LaFave stated that her most recent treatment for her neck or back impairments was a visit to a chiropractor in New Mexico "for a little gentle treatment." (Tr. 467). She testified that she has received steroid injections and physical therapy, and that she was not a candidate for surgery. ( Id. ). LaFave stated that she took ibuprofen for pain, "sometimes three days in a row, every four hours." (Tr. 468). She described her pain as a six or seven on a scale of ten with medication and as a "ten-plus" without any medication. ( Id. ).

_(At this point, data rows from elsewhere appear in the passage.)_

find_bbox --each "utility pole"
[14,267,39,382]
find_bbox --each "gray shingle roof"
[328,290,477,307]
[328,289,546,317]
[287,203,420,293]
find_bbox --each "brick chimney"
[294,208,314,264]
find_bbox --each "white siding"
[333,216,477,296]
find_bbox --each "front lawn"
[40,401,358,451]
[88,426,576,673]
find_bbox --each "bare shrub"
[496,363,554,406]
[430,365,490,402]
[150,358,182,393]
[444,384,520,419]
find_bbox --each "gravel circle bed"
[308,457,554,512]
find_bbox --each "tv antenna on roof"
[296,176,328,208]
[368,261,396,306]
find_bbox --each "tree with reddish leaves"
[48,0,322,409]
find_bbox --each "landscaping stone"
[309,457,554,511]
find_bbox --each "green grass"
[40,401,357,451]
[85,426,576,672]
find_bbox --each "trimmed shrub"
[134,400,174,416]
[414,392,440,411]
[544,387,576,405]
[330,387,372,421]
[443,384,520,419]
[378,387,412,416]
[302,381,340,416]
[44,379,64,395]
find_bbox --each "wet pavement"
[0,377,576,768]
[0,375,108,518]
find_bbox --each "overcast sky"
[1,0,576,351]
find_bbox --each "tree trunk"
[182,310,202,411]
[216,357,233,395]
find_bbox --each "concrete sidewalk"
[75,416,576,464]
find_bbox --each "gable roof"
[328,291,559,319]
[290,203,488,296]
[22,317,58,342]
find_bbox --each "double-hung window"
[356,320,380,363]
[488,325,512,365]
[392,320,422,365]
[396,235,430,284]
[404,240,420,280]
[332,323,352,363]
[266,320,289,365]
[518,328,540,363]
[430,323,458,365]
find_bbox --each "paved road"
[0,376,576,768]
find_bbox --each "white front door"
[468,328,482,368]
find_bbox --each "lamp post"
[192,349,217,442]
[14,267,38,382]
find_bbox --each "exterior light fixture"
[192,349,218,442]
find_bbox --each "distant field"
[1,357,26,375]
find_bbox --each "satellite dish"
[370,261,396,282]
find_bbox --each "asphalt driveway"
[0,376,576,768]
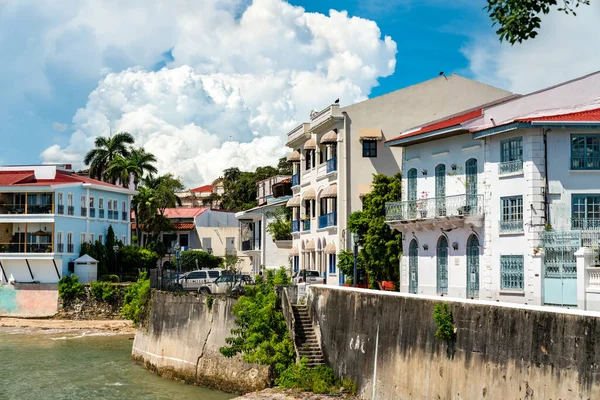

LaFave's husband testified that he had to do "everything" for LaFave including cooking meals, shopping for groceries, laundry, and all the housecleaning. (Tr. 475). He stated that a can of vegetables was too heavy for LaFave and that she could not bend down to pick up an object off the floor. ( Id. ). LaFave's husband also observed that she could not do things in repetition and needed pillows to support her back when sitting. (Tr. 480).

Following LaFave and her husband's testimony, the ALJ asked the VE to consider:

a hypothetical individual of an age that ranges from . . . 54 to 59, education level, work experience, or lack thereof . . . limited as follows, to medium exertion which is unskilled in nature. Work should not entail any direct overhead lifting or reaching. Work should entail no more than frequent and frequent being defined as up to two-thirds of the workday; grasping pinching or twisting with the left hand and arm.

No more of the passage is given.